Time to go bug hunting – it’s hopefully just a stupid crass typo on my part.  Luckily, the kids go back to school on Tuesday, and the weather forecast so far is looking good that morning:

Tuesday's weather forecast

Tuesday’s weather forecast

I hope by Tuesday I’ll also have worked out how to get better video quality from the Mavic!

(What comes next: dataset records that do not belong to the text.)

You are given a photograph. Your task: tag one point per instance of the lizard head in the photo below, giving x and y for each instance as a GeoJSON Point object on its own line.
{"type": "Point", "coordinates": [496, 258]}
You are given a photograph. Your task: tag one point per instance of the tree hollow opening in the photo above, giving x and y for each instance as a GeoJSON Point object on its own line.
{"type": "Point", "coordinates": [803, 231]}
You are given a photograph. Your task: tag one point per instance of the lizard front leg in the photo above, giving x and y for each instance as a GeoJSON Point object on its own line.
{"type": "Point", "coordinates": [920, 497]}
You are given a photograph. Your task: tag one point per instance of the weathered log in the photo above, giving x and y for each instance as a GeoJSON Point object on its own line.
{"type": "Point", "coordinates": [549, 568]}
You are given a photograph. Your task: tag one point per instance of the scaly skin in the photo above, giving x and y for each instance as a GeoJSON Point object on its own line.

P.S. No crass bug found, so my second best guestimation is that the LiPo cooled to below optimal performance temperature; this has the same effect as seen, and I had set the heater elements on the lowest level. The plan for the next flight is identical to before, but with the heaters on high and with full logging enabled in case this also fails and I need to diagnose in detail the source of the problem from the lateral velocity targets.

Perfect, nearly!

With a minor tweak to the u-blox NEO-M8T GPS receiver configuration, ‘H’ headed off in the right direction, making subtle changes of direction as she got closer to the pre-recorded GPS target point, and when within one meter, hovered briefly before landing. Only down side was the LiPo was at under 40% by then (it started at 48%), and that seems to be the point there’s not enough power for a stable descent, hence the very chaotic landing.

This is probably the last test for 2017 due both to the weather forecast and the chaos of Christmas.  See you all in the New Year – have a great holiday break!

P.S. The latest code has been updated on GitHub.